Ponha-se de pé, senhor deputado, e repila o chicote.

Contra o caos degradante que assola a nação, antepomos a ideologia dos desafios sob cuja legenda olhamos o mundo. Que vulto se investe como imperioso da lei? Mergulhemos no terrível tribunal da Inquisição do Santo Ofício nos séculos XV e XVI. Lá está possuído de uma alegria macabra e masturbadora o inquisidor-mor Tomás de Torquemada a ouvir sadicamente os enlouquecidos gritos dos condenados na fogueira.

Que personalidade é esta que preside o STF? Um Torquemada carregado de ódio ou um temível soba egresso das sinistras noites africanas como preador de negros para o tráfico nos tumbeiros, e cujos gritos de horror Castro Alves pranteou em imortal poema:

Deus, oh Deus, onde estás que não respondes? Há dois mil anos te mandei meu grito.

A pior tirania é a togada. Em nome da justiça despedaça o direito e a vida dos povos, instrumentalizada na lei renega a verdade e desordena normas processuais. Nesta babel erige um soberbo Catão do moralismo público.

Que justiça é esta que faz de uma corte constitucional um tribunal penal?

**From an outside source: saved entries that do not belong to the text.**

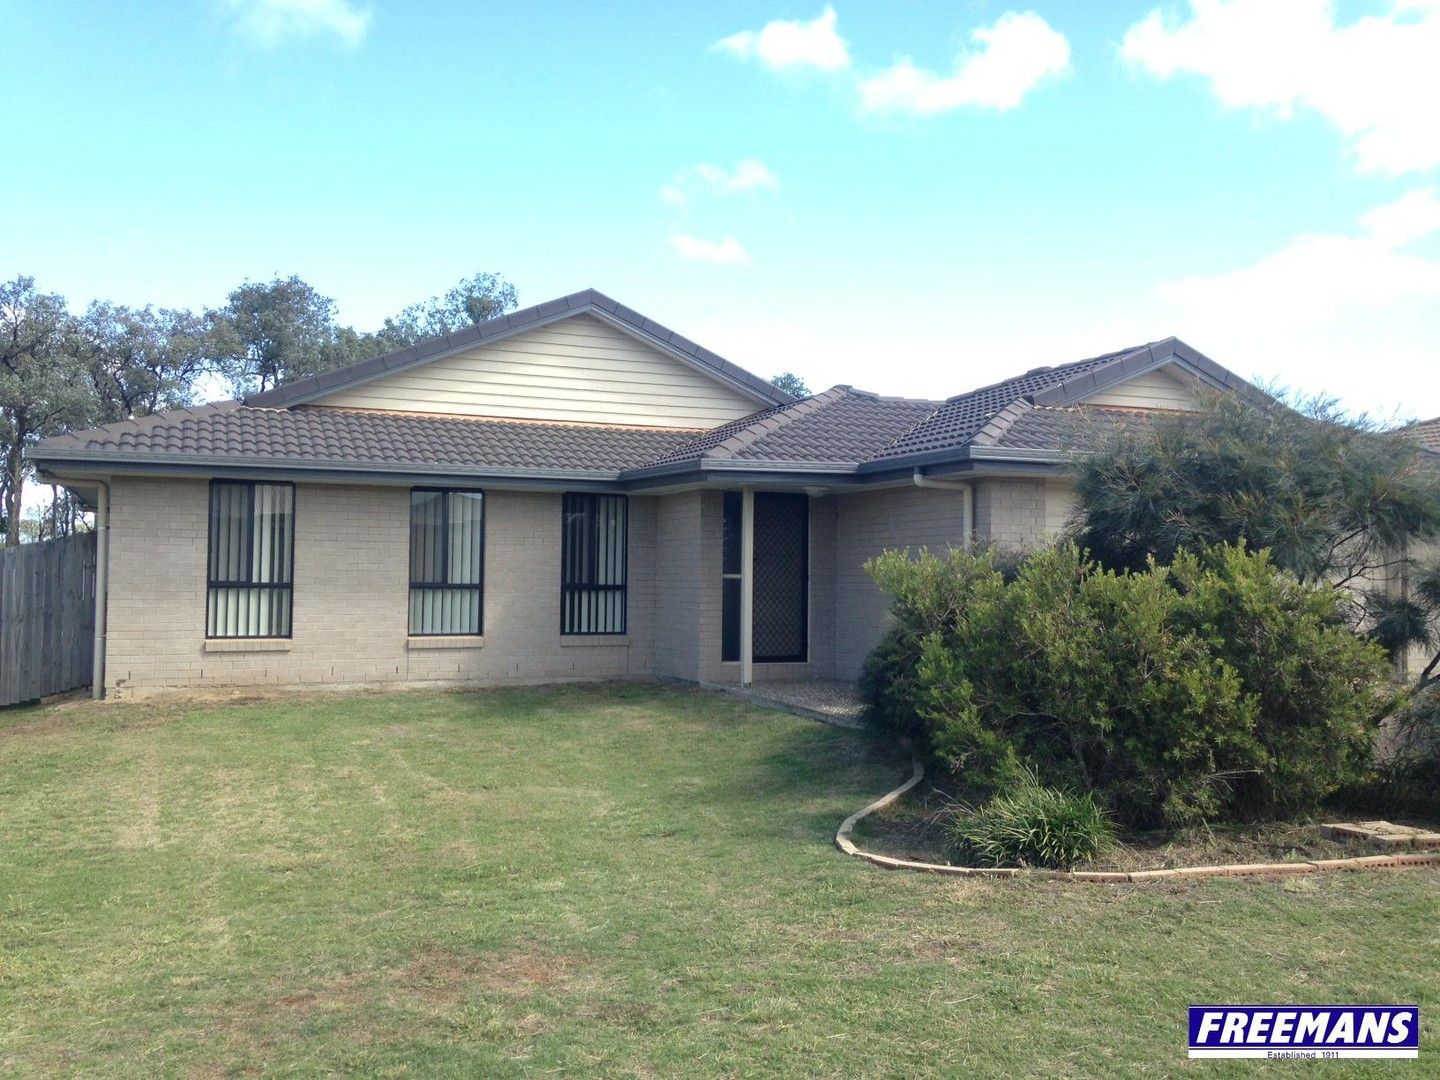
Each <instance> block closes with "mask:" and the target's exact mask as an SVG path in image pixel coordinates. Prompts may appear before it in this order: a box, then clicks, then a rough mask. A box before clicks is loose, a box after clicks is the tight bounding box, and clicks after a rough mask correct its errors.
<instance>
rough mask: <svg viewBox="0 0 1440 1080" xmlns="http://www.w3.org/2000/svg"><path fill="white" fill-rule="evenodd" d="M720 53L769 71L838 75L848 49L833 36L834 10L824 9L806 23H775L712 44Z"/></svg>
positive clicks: (793, 21)
mask: <svg viewBox="0 0 1440 1080" xmlns="http://www.w3.org/2000/svg"><path fill="white" fill-rule="evenodd" d="M714 48H716V49H719V50H720V52H727V53H732V55H734V56H739V58H740V59H743V60H749V59H756V60H759V62H760V63H763V65H765V66H766V68H769V69H770V71H780V69H783V68H819V69H821V71H842V69H845V68H848V66H850V49H848V48H847V46H845V39H844V37H841V36H840V35H838V33H837V32H835V9H834V7H827V9H825V10H824V12H821V13H819V16H818V17H815V19H812V20H811V22H808V23H802V22H799V20H789V19H776V20H773V22H770V23H766V24H765V26H763V27H760V29H759V30H740V32H739V33H733V35H730V36H729V37H721V39H720V40H719V42H716V43H714Z"/></svg>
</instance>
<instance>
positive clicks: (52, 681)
mask: <svg viewBox="0 0 1440 1080" xmlns="http://www.w3.org/2000/svg"><path fill="white" fill-rule="evenodd" d="M94 582H95V534H94V533H82V534H79V536H68V537H62V539H59V540H45V541H42V543H37V544H20V546H19V547H7V549H4V550H0V706H12V704H16V703H20V701H32V700H35V698H39V697H45V696H46V694H58V693H62V691H65V690H73V688H76V687H82V685H85V684H86V683H89V677H91V657H92V652H94V631H95V589H94Z"/></svg>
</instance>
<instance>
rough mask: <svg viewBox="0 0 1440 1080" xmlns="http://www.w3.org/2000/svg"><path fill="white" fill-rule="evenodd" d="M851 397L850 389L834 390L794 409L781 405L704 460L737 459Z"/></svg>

Que justiça é esta que renega o princípio da individualidade da pena, já defendida por Cesare Beccaria no século XVIII? Que desconhece os antecedentes dos réus lançando no mesmo processo, resistentes à ditadura militar e larápios de bancos? Enfim, que faz de peças processuais peças teatrais.

Que justiça é esta que, cega de paixão, desconhece os motivos e causas do crime, princípio primário da justiça criminal? Que leva de roldão a competência ratione funcionae e faz rolar no mesmo caldeirão dezenas de acusados?

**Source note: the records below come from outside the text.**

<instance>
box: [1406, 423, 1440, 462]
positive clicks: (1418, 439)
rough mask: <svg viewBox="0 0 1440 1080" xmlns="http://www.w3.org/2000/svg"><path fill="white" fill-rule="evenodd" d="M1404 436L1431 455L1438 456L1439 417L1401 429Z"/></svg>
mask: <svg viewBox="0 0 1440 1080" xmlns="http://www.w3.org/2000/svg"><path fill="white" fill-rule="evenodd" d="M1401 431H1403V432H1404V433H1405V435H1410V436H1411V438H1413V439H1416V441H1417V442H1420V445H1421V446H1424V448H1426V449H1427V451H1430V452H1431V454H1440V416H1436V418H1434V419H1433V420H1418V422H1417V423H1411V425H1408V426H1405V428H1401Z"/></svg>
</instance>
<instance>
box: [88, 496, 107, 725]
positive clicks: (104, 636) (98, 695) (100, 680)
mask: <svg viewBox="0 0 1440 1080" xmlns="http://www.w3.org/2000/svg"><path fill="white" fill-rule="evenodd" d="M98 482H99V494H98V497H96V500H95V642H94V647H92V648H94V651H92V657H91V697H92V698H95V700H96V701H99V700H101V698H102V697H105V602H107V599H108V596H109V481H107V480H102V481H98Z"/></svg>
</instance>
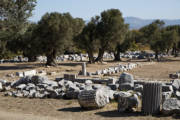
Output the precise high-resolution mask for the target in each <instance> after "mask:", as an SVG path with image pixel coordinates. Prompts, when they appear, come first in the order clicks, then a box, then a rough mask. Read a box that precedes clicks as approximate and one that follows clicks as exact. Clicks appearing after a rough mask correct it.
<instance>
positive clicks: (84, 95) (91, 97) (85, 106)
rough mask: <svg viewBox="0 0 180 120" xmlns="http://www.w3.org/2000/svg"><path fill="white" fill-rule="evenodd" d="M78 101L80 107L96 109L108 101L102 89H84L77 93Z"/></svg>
mask: <svg viewBox="0 0 180 120" xmlns="http://www.w3.org/2000/svg"><path fill="white" fill-rule="evenodd" d="M78 102H79V104H80V106H81V107H82V108H86V109H97V108H102V107H104V106H105V105H106V104H108V103H109V97H108V96H107V94H106V93H105V92H104V91H103V90H102V89H98V90H84V91H81V92H80V93H79V95H78Z"/></svg>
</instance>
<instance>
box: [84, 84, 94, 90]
mask: <svg viewBox="0 0 180 120" xmlns="http://www.w3.org/2000/svg"><path fill="white" fill-rule="evenodd" d="M84 90H93V88H92V85H85V88H84Z"/></svg>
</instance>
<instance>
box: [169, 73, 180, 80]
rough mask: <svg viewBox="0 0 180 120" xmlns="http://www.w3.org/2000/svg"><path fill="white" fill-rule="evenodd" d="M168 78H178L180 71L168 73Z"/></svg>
mask: <svg viewBox="0 0 180 120" xmlns="http://www.w3.org/2000/svg"><path fill="white" fill-rule="evenodd" d="M169 78H171V79H178V78H180V72H176V73H173V74H169Z"/></svg>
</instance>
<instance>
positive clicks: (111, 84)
mask: <svg viewBox="0 0 180 120" xmlns="http://www.w3.org/2000/svg"><path fill="white" fill-rule="evenodd" d="M108 87H110V88H111V90H117V89H118V88H119V84H108Z"/></svg>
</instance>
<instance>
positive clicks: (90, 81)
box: [85, 80, 93, 85]
mask: <svg viewBox="0 0 180 120" xmlns="http://www.w3.org/2000/svg"><path fill="white" fill-rule="evenodd" d="M91 84H93V82H92V81H91V80H86V81H85V85H91Z"/></svg>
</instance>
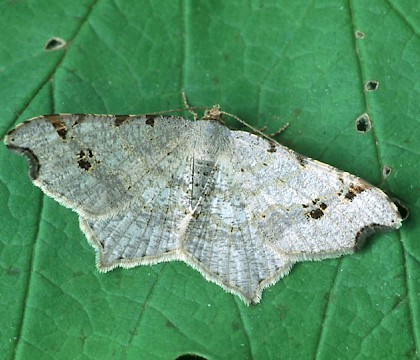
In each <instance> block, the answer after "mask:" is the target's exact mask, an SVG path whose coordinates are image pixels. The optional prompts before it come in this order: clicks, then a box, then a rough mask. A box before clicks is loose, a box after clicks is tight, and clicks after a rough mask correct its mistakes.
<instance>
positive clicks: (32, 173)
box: [7, 130, 41, 180]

Que justiça é esta que concede o passaporte da impunidade aos Maluf e aos torturadores e genocidas da ditadura militar, enquanto nos outros países estes tipos de criminosos estão na cadeia?

Que justiça é esta em que o próprio tribunal julgador incita ao linchamento público de réus, quando permite a transmissão ao vivo pela TV das sessões de julgamento? E a defesa dos condenados? Que se dane, assim determina a mídia. Isto violenta o direito natural e a própria Declaração Universal dos Direitos do Homem.

Cesse este megashow incompatível com o verdadeiro ideal de justiça. Com que se depara a nação? Um festival de ignomínia em que condenados desfilam as suas angústias em milhões de aparelhos televisivos. Isto não é justiça, mas a nau dos destroçados a navegar entre o imponderável e os interesses escusos. O que significa toda esta orquestração cretina da qual irrompem jatos diários de publicidade, frente aos quais a justiça se esfarrapa e um fariseu com a cara de Catilina romano se glorifica? Basta, senhor ministro! Isto não é julgamento, mas linchamento moral.

Ouçamos os sinais do tempo, assim falavam os incas.

Quando cessarem as fanfarras midiáticas e os falastrões de uma justiça rocambolesca se amiserarem e desertarem de cena, que fiquem estas palavras: A história, a verdadeira mater et magistra dos homens e das circunstâncias falará no amanhã dos tempos.

                      

Saudações democráticas

Agassiz Almeida

 

Obs.: Agassiz Almeida é escritor, ativista dos direitos humanos, ex-deputado federal constituinte, autor das obras: ”500 anos do povo brasileiro”, “A república das elites”, “A ditadura dos generais” e lançou recentemente “O fenômeno humano”. É considerado pela crítica como um dos grandes ensaístas do país.         

3 comentários em “Agassiz Almeida em: ministro, que justiça é essa”

  1. Sr. Vava, estamos vivendo e vivenciando neste País uma inversão de valores. Há um crescente apego a promiscuidade, ao ilícito, ao materialismo a falta de ética e sentimos na pele a ” JUSTIÇA” cada vez mais distante do ” DIREITO”. Não sinto vergonha de ser brasileiro mais sim de não reagir e calar-me diante de tanto descalabro. Dizia Nelson Rodrigues: ” Não tenho medo dos corruptos, dos tiranos, dos que berram, tenho sim medo dos homens de bem, honestos, intelectos ou não que se CALAM. Portanto fazendo parte deste grupo, fica registrado meu sentimento de vergonha.